What separates the dermatologist who removes a lesion when not needed from the one who spots the melanoma? The one that looks benign to the eye. In many cases, the dermatoscope. One device. The view the naked eye cannot give. A handheld optical device. Eliminates the air-skin interface. Magnifies. Reveals subsurface structures the naked eye cannot access. Without dermoscopy, a dark spot. With it — a network. A pattern. A structure. The pattern decides. Safe to observe or urgent to excise.
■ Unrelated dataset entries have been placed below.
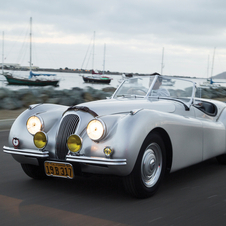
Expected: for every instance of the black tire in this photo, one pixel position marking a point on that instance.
(149, 169)
(221, 159)
(35, 172)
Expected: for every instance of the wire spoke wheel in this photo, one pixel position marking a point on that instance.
(149, 169)
(151, 165)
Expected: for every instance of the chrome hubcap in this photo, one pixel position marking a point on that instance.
(151, 165)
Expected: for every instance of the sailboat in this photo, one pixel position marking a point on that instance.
(97, 77)
(31, 80)
(209, 83)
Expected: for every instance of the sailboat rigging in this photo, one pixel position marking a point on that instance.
(31, 80)
(97, 77)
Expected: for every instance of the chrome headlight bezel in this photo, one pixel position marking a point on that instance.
(44, 137)
(37, 122)
(92, 126)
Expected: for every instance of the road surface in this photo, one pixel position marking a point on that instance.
(192, 196)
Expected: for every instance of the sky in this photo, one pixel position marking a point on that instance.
(172, 37)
She was forty-three. Pale skin, Irish heritage, history of sunburn in childhood. Came for a mole check. The nurse used the naked eye. Nothing alarming. Routine. The dermatologist used the dermatoscope. Atypical pigment network. Regression. Uneven streaks at the border. All in one view. Melanoma. Early — Clark level two. Excised with clear margins. She did not know. The dermatoscope did.
This guide covers what a dermatoscope is and how dermatologists use it. Honest detail. The kind clinicians, trainees, and procurement teams need. Medigear supplies certified dermatoscopes to dermatology departments, GP surgeries, and skin clinics across the UK. Every point here comes from real clinical demand. From real use. Clinics sourcing certified dermatoscopes can explore the Medigear buyers portal for pricing, availability, and procurement built for dermatology purchasing.
What Is a Dermatoscope
A dermatoscope — also called a dermoscope — is a handheld optical instrument. Used to examine skin lesions. Combines zoom — typically ten times. Illumination. Elimination of surface reflection. Two ways to eliminate this reflection. Each has its role. Contact dermoscopy uses fluid. Gel, oil, or alcohol. Applied between the lens and the skin. Polarised dermoscopy uses cross-polarised light. No contact. No fluid. Each reveals what the other can miss. Polarised — clear vascular structures. Contact fluid — scale and surface detail.
Dermoscopic Structures
The structures the dermatoscope reveals are the language of dermoscopy. Pigment network — honeycomb. Benign naevi — regular, fading. Melanoma — uneven mesh, abrupt endings. Dots and globules — melanocyte clusters. Regular — benign. Uneven — suspicious. Streaks — radial projections at the border. Asymmetric ones raise concern. Regression structures — white scar areas. Blue-grey peppering. Both associated with melanoma. Vascular structures — vessel patterns. Regular dots — benign. Polymorphous — concerning. It gives the vocabulary. The clinician makes the call. Dermatoscope manufacturers wanting to list polarised, contact, and video systems where dermatology clinics and GP surgeries are searching can reach buyers through the Medigear advertising platform.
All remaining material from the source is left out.